I can't stop yelling at Claude Code

Vibecoding is like having a genius at your beck and call and also yelling at your printer

Jan 07, 2026

Hope you had a restful break as well. (Photo by markgoddard/Getty Images)

They say that if you really want to know a person’s character, you should observe how she treats her servants. On Christmas vacation, I realized I didn’t like what this said about me.

I was at my parents’ house; my oldest daughter was playing board games with her grandparents, and my youngest was trying to befriend my sister’s cat. My wife was napping, my brother was cooking, and I was yelling at Claude.

I was, to be clear, incredibly impressed by Claude on the whole — specifically Claude Code running Opus 4.5, Anthropic’s command-line “agent,” a large language model that can build websites and do projects for you. I had absentmindedly pitched it an idea one day earlier, and now we had a functioning website and several hours of playable content. Working with Claude was like having an eager, responsive, literally indefatigable development team on tap — on Christmas Eve! I had never felt so powerful.

I wasn’t in love with what it was doing to me.

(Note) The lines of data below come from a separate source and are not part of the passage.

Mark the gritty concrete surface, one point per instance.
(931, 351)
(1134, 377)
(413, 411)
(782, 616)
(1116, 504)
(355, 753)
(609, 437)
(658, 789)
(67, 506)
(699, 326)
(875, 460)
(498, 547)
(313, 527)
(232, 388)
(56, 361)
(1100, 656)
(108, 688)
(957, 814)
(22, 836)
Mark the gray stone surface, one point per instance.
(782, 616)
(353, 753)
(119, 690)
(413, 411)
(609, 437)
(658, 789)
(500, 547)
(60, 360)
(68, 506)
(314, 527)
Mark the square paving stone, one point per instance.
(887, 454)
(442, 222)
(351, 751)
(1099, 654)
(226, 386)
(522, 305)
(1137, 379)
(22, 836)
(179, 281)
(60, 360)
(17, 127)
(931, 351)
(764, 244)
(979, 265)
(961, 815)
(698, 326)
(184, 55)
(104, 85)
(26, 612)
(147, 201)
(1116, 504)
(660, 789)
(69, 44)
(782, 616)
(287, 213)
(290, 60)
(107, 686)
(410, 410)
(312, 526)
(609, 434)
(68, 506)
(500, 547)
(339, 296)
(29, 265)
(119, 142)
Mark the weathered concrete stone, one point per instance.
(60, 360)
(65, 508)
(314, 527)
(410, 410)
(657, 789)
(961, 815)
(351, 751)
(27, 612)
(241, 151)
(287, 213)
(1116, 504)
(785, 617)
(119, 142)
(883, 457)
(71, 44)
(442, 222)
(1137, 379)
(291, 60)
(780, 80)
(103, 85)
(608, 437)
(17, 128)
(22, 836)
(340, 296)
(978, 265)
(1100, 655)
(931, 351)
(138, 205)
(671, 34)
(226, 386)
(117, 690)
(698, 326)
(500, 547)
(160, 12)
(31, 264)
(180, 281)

In college, I was once told that the really hard part of programming was knowing, in sufficient detail, what you wanted the computer to do. This was not my experience of programming.

In my experience of programming, the really hard part was figuring out which packages weren’t installed or weren’t updated or were in the wrong folder, causing the test we’d done in class to completely fail to work in the same way on my own computer. The next really hard part was Googling everything the debugger spat out to find an explanation of how to make it go away.

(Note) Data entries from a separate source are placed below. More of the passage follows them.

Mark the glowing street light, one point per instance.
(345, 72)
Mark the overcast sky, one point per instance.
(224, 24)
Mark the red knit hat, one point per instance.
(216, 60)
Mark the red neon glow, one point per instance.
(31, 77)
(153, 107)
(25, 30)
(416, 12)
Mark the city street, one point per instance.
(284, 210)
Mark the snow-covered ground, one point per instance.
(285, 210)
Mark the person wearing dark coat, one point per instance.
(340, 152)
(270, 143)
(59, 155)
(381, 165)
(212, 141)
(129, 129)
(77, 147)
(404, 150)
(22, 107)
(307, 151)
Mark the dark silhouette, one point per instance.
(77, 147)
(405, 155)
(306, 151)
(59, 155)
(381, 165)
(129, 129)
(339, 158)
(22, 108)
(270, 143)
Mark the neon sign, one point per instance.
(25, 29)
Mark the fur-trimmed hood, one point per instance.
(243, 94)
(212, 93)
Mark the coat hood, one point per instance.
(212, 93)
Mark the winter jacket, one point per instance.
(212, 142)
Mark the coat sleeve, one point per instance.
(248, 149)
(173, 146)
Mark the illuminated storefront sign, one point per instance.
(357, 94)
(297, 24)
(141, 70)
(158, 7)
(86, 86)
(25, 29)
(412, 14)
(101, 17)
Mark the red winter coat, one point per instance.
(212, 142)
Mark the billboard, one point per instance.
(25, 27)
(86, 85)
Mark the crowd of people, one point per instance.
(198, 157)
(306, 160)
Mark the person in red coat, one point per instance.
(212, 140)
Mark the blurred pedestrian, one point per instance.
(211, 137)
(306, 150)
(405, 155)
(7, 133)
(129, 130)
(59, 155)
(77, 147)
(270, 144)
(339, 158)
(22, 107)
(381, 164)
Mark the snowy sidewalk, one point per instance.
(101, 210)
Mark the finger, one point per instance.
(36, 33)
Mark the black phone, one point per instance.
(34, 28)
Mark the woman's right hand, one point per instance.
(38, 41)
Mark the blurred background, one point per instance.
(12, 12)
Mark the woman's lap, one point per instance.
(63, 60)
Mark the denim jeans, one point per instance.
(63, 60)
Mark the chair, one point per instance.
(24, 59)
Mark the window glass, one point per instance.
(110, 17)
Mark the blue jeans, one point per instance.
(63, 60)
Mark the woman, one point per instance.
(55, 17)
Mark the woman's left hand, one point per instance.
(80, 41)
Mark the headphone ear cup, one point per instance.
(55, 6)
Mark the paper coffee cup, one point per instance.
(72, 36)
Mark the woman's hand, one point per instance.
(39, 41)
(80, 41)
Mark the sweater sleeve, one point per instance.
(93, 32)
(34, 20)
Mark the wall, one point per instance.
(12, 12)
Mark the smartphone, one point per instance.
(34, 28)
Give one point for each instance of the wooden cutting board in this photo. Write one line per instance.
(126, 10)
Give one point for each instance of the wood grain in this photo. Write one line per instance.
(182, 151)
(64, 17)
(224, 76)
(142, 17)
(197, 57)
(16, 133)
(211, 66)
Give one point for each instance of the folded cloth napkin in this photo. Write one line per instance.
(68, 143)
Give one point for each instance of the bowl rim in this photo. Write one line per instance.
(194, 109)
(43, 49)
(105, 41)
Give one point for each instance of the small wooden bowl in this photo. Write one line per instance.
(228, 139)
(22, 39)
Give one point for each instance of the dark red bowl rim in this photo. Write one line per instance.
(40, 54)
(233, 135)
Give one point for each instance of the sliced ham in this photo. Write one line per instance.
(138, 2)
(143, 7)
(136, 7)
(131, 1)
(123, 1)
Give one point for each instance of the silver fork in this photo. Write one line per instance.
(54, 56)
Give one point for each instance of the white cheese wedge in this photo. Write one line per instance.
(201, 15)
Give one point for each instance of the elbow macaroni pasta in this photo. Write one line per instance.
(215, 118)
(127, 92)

I hated programming. I studied it because at my university, it seemed like everyone studied it; I studied it because it was where the good jobs were; I studied it because I was envious of what my friends who could program could do, the way they could sit down and tap at their keyboard for half an hour and make a website — a kludgy, messy website, but a website nevertheless — come to life.

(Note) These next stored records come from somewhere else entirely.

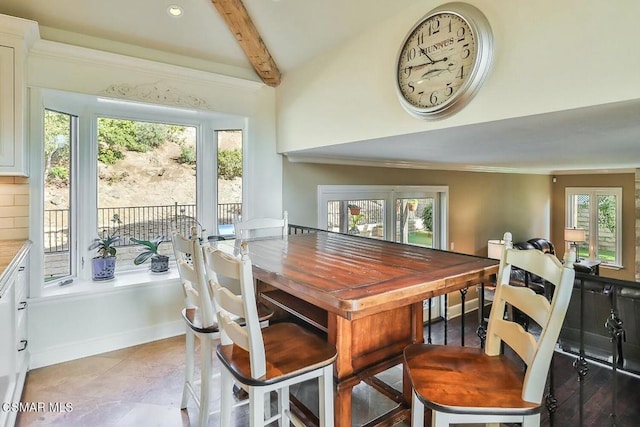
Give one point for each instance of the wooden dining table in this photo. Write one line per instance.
(366, 295)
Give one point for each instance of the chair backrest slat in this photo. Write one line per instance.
(250, 337)
(535, 350)
(191, 269)
(261, 227)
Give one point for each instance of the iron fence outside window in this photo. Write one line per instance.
(142, 222)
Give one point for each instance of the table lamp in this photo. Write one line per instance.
(494, 248)
(574, 236)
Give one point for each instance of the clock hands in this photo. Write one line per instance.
(431, 62)
(424, 52)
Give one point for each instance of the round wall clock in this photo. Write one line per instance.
(443, 60)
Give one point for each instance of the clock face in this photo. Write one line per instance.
(440, 63)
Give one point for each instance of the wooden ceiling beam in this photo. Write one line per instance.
(239, 22)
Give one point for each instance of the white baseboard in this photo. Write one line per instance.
(103, 344)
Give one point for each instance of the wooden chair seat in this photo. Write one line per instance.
(464, 385)
(303, 352)
(446, 378)
(266, 360)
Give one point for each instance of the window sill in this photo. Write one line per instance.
(122, 281)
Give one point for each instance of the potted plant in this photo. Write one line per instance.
(159, 263)
(354, 220)
(103, 266)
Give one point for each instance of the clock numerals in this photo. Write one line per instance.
(461, 33)
(443, 57)
(434, 27)
(449, 90)
(411, 54)
(466, 52)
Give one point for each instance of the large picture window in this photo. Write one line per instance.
(599, 212)
(407, 214)
(133, 170)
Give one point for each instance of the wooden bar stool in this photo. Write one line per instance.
(201, 323)
(264, 360)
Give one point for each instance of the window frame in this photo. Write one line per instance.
(88, 109)
(593, 193)
(389, 193)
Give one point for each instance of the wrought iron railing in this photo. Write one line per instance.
(601, 329)
(142, 222)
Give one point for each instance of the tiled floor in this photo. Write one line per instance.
(142, 386)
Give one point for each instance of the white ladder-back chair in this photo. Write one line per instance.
(264, 360)
(201, 322)
(261, 227)
(468, 385)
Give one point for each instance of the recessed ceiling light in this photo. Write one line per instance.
(175, 11)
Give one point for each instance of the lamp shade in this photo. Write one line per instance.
(494, 248)
(574, 234)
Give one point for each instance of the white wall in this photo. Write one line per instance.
(584, 52)
(76, 325)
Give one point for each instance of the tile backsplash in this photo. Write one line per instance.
(14, 207)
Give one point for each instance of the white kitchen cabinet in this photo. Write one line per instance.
(14, 345)
(16, 36)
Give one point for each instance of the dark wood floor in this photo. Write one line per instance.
(142, 386)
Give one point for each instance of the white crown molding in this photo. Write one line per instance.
(23, 29)
(84, 56)
(302, 158)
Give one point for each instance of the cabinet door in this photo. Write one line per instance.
(7, 348)
(7, 112)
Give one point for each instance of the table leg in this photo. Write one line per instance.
(342, 405)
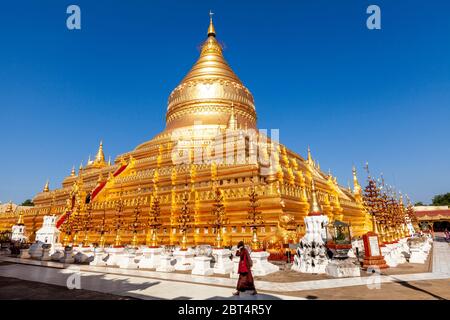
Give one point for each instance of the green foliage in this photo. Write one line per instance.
(442, 200)
(28, 203)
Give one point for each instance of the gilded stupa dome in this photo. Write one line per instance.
(209, 92)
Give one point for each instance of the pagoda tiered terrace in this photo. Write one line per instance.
(210, 141)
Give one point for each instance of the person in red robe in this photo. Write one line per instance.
(245, 281)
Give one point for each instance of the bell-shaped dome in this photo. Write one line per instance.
(209, 92)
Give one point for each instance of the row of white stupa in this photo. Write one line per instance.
(311, 254)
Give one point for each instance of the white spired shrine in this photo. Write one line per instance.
(312, 252)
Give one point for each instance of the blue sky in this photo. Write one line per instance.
(315, 70)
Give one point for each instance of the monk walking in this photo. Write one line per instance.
(245, 281)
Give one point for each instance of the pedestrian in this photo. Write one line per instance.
(245, 281)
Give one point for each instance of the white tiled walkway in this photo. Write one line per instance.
(151, 284)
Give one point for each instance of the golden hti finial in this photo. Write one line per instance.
(20, 221)
(315, 208)
(309, 158)
(46, 187)
(100, 156)
(9, 208)
(356, 186)
(211, 30)
(232, 123)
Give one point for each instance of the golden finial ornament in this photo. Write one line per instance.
(9, 209)
(100, 156)
(46, 187)
(20, 221)
(356, 186)
(309, 158)
(315, 206)
(211, 30)
(213, 86)
(232, 123)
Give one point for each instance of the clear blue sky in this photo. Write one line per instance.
(315, 70)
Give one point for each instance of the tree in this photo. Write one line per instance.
(441, 200)
(28, 203)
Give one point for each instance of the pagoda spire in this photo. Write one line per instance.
(356, 185)
(100, 157)
(9, 208)
(46, 187)
(20, 220)
(315, 209)
(232, 123)
(211, 29)
(309, 156)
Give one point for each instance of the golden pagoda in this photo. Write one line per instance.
(210, 137)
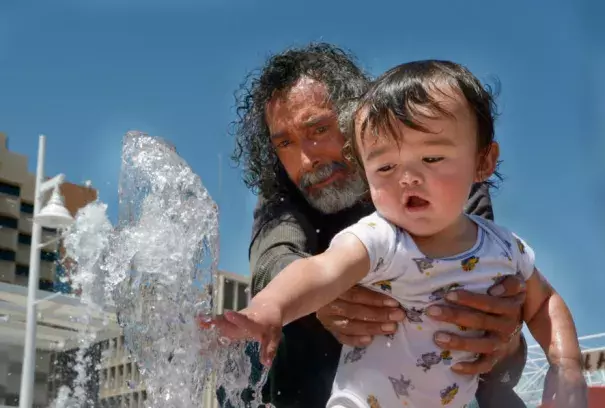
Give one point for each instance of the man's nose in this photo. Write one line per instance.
(309, 156)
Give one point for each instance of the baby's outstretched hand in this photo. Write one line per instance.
(262, 323)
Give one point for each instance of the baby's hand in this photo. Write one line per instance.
(262, 323)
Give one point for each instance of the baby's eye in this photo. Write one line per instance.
(386, 168)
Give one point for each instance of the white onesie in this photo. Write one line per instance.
(407, 369)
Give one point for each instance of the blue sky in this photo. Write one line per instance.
(83, 72)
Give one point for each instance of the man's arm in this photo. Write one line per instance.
(280, 235)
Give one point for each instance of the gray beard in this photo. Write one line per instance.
(338, 196)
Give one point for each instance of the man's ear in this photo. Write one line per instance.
(488, 161)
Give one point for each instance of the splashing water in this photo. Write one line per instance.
(158, 267)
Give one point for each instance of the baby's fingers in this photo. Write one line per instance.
(269, 346)
(224, 327)
(249, 329)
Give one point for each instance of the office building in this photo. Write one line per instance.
(16, 212)
(120, 383)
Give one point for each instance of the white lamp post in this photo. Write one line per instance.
(54, 215)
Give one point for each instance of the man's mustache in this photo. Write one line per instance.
(320, 174)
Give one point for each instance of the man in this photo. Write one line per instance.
(289, 142)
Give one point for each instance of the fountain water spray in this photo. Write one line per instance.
(158, 268)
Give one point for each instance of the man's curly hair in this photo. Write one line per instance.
(326, 63)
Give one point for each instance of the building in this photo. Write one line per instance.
(16, 212)
(120, 382)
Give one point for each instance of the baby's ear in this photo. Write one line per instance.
(488, 161)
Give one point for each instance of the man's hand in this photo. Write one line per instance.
(498, 314)
(359, 314)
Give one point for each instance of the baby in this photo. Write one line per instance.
(424, 134)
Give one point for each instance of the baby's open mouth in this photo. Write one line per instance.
(415, 202)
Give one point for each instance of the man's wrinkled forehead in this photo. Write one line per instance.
(305, 104)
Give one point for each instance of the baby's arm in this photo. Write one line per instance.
(550, 322)
(310, 283)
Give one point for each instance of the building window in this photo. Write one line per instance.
(10, 189)
(48, 256)
(25, 239)
(8, 222)
(242, 296)
(27, 208)
(45, 284)
(22, 270)
(7, 255)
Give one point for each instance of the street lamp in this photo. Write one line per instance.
(56, 216)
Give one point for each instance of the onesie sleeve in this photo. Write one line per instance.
(526, 258)
(379, 238)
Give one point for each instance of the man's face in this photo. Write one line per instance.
(304, 131)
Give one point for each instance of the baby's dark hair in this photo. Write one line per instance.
(405, 92)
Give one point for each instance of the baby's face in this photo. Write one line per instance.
(420, 181)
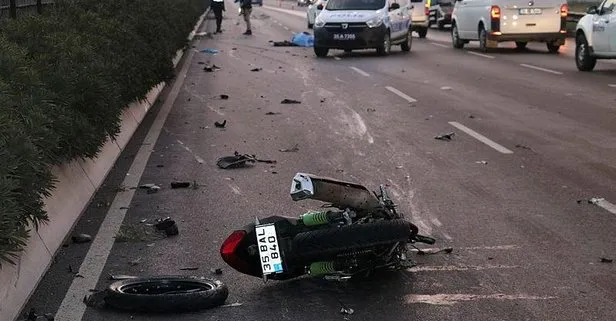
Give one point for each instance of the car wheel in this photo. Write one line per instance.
(483, 39)
(521, 44)
(455, 37)
(408, 43)
(385, 47)
(321, 51)
(422, 32)
(553, 47)
(583, 60)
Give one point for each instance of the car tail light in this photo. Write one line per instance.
(228, 252)
(495, 12)
(495, 19)
(564, 12)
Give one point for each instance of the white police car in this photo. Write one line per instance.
(595, 36)
(363, 24)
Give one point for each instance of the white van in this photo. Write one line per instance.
(522, 21)
(363, 24)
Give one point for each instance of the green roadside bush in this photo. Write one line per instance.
(65, 78)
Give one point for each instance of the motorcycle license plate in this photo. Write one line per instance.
(267, 241)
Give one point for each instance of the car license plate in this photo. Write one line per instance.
(267, 240)
(529, 11)
(344, 36)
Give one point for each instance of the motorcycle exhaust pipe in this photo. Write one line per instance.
(340, 194)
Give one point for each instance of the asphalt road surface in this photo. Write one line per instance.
(532, 137)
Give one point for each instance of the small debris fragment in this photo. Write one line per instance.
(221, 125)
(348, 311)
(81, 238)
(175, 185)
(447, 136)
(290, 150)
(209, 50)
(290, 101)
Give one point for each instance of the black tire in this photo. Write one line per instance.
(153, 294)
(552, 47)
(408, 42)
(422, 32)
(326, 243)
(483, 39)
(385, 47)
(521, 45)
(455, 37)
(321, 52)
(583, 60)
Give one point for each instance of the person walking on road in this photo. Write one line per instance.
(218, 6)
(246, 11)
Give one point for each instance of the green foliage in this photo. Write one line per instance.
(65, 78)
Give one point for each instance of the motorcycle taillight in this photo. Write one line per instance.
(228, 251)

If I worked 10 times as hard as in all my other classes combined, I could get good grades, but I never felt the magic. Programming was an unending drudgery of package installations, looking up how libraries worked, figuring out why the code still didn’t work, fixing it, and then finding that the code still didn’t work for new, frustrating reasons.

Claude Code solves all of that. Programming, now, really is just a matter of knowing in sufficient detail what you want the computer to do; no small matter, but a meaningful one, a fun one, an important one. Coding, a task that mostly tested my frustration tolerance, had been turned into writing, a task that I can barely be induced to stop doing when my drafts are already way too long.

Now, 99% of the time, it feels like magic. The remaining 1% is absolutely maddening.

This isn’t a totally new feeling: a feeling of frustration somewhere between hitting your printer when it isn’t working and yelling at a puppy for peeing on the couch. But I can tell, using Claude Code, that it is going to be a big part of my life going forward, and I don’t want “yelling at the printer” to be a big part of my personality.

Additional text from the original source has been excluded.